Athens is the case study in European failure the Acropolis now dissolving in diesel fumes. The 19th-century Athens with its ordered street geometry and axial vistas of the Parthenon was built German neo-classical for the newly-minted state which Europe in concert had pried from the Turks. But then in the 20th century the Greeks took it over and the "controls" all fell apart. And yet the most beautiful section of Athens has throughout been the Plaka -- the remains of the old Ottoman town clinging to the north slope of the Acropolis and the one place in Athens where you can't see the thing. And the only reason the Plaka is still standing is that the Europeans ran out of money to clear it for an archaeological park.

Farther afield we see the error in extremes. Both Moscow and Beijing were gutted of their heritage by ideological fiat. Singapore purposely bulldozed its irreplaceable blend of Chinese Malay and British tropical vernaculars for standard-issue air-conditioned glass and steel. At the other end Cairo's miles of enchanting mediaeval streetscape are being ground to dust by unsupervisable squatters. Read it all and cry.

The struggle to conserve buildings and neighbourhoods is not new. An edict from the 7th-century B.C. promises to hang from his rooftop anyone who despoils the Royal Road of Nineveh. Emperor Majorian in 5th-century Rome decreed that workmen found stripping marble from imperial monuments would have their hands cut off. This has been the general approach of planning commissioners over the centuries and as we see it hasn't worked.

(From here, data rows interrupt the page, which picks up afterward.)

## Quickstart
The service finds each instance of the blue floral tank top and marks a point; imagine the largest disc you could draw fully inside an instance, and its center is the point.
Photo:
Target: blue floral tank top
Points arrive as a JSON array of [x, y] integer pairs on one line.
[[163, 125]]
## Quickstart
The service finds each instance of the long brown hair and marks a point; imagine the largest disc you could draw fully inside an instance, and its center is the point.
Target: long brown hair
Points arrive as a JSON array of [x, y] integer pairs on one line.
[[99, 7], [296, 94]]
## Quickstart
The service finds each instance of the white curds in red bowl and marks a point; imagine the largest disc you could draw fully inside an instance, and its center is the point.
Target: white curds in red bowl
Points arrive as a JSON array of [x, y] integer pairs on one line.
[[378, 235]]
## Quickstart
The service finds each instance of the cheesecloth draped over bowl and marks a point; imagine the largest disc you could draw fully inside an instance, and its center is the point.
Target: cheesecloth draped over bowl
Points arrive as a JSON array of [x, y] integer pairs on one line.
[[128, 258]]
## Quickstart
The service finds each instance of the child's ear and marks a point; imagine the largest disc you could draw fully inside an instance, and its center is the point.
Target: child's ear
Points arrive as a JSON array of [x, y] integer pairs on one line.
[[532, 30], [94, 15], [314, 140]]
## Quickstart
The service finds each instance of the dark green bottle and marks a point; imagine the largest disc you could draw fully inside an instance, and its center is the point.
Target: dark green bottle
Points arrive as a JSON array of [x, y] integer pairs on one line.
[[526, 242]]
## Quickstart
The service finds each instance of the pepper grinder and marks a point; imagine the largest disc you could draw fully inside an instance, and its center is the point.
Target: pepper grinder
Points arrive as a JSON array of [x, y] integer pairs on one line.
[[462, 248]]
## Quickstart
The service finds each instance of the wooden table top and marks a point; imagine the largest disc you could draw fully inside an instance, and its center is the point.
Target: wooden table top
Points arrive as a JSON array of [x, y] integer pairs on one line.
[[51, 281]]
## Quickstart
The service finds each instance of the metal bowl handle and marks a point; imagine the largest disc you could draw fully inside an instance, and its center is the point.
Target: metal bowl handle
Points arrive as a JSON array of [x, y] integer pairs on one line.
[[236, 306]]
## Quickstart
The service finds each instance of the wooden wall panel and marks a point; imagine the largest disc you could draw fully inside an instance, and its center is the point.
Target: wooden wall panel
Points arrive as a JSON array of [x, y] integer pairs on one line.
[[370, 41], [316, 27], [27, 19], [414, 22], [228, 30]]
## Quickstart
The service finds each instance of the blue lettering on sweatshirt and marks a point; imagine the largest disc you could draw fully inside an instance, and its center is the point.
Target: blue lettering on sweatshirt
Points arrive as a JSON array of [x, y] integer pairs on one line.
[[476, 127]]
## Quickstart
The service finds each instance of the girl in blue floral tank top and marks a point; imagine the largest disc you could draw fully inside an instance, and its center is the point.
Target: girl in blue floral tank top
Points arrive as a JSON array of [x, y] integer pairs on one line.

At the core of this book I find the old mistake repeated. It does an heroic and painstaking job of missing the main point: that you cannot undo the effects of central planning by central planning. For in almost every case the unprecedented destruction of built heritage in the 20th century -- not only in totalitarian countries -- was done by central plan was "visionary" in the worst sense.

Suburbia for instance didn't just happen it was designed through zoning by-laws. Cars didn't merely crash their ways spontaneously into the hearts of our cities they were let in by master plan. The economies by which building anew from scratch is made almost universally cheaper than restoration and refitting is the product everywhere of government legislation and tax codes. And the "homogenization" and "globalization" that Mr. Tung decries comes from the top down.

Whereas the world's most beautiful cities were built from the bottom up building by building neighbourhood by neighbourhood. They were built by architects working over time communicating with each other by experiment and emulation through their works speaking inherited pattern languages and responding in detail to very local pressure.

Mr. Tung represents the received view today a somewhat Jane-Jacobed and Witold- Rybczynskied view that is a reaction to the worst excesses of the old Bauhaus modernism. But it is still big-scale and big-project by disposition. It is inclined to create extravagant "historical quarters" that are for tourists not inhabitants.

In the end we will need something far more radical: to take the building decisions now made and regulated by metropolis province nation and return them to the ward level. For it is only at this scale that you can see what's going on.